The number 7 is symbolic for biblical consciousness.
According to the biblical story, “on the
seventh day God ended His work which He had done, and He rested on the seventh
day from all His work which He had done. Then God blessed the seventh day and
sanctified it, because in it He rested from all His work which God had created
and made” (Genesis 2:2-3). So, for people living in the world of the Bible,
the number 7 and the 7th month are some kind of wholeness, like
something completed, after which the cycle begins again.
However, Christian theology is not limited to the number
7 only. It comes out of the cycle, since the Christian perception of time is
lineal and eschatological. It is lineal because the human history began at the
certain moment of time and will come to its end once – at least, to its end in a
usual earthly sense. With the Coming of Christ, the old world will end and the
time will come in which there will be no time at all: “Now when all things are made subject to Him, then the Son Himself will
also be subject to Him who put all things under Him, that God may be all in all”
(1 Corinthians 15:28). Living in the world of Sabbath, Christians know and
can experience the 8th day in the Eucharist – the day of a new Aeon,
the day when death is defeated, the day when the Kingdom of Heaven penetrated
to this world. The kingdom is already among us, and this is why we can await
for this Kingdom, because we have already partaken of It, we have already
become a part of It since we are the people of God and gather at Christ’s
Supper in His Kingdom (ref. Luke 22:30). Each week has 7 days, and after the 7th
day, the 8th day comes, which seems to fall out of the week; every
year and every feast of Pascha tell us about what is the only thing important for us –
the Kingdom of Heaven.
The feast of the Church New Year testifies that the
era of the new and old world is coming to its end. As Jesus Christ says, “The Spirit of the Lord is upon Me, because
He has anointed Me to preach the gospel to the poor; He has sent Me to heal the
brokenhearted, to proclaim liberty to the captives and recovery of sight to the
blind, to set at liberty those who are oppressed; to proclaim the acceptable year
of the Lord” (Luke 4:18-19). Thus, let us all follow the calling of St.

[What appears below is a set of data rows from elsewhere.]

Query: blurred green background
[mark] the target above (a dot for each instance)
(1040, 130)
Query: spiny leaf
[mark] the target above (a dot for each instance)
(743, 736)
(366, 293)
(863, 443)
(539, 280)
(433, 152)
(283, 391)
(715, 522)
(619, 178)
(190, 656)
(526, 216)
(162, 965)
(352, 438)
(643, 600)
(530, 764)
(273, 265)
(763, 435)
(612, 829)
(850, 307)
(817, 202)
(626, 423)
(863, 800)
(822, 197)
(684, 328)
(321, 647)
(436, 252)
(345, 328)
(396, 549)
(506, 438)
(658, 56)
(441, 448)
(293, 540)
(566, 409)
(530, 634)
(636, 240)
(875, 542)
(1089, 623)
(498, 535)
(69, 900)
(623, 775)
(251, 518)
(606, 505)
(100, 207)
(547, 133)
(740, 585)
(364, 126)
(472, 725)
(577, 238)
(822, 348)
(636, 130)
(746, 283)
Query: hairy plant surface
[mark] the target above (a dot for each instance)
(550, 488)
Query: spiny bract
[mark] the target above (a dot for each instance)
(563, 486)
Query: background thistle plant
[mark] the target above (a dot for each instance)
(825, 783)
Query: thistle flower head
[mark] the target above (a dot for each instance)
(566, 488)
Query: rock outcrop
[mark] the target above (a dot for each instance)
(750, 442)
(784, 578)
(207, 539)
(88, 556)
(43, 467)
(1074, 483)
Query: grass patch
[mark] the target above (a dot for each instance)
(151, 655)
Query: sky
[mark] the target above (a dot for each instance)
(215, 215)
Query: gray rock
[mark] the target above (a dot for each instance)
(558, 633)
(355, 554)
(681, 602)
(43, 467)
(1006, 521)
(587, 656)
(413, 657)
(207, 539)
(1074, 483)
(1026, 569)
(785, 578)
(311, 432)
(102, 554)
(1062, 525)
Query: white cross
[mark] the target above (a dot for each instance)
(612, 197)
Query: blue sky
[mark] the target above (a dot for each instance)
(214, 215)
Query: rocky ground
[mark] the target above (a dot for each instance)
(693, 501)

Apostle Paul: “Therefore I exhort first
of all that supplications, prayers, intercessions, and giving of thanks be made
for all men, for kings and all who are in authority, that we may lead a quiet
and peaceable life in all godliness and reverence. For this is good and
acceptable in the sight of God our Savior, who desires all men to be saved and
to come to the knowledge of the truth” (1 Timothy 2:1-4).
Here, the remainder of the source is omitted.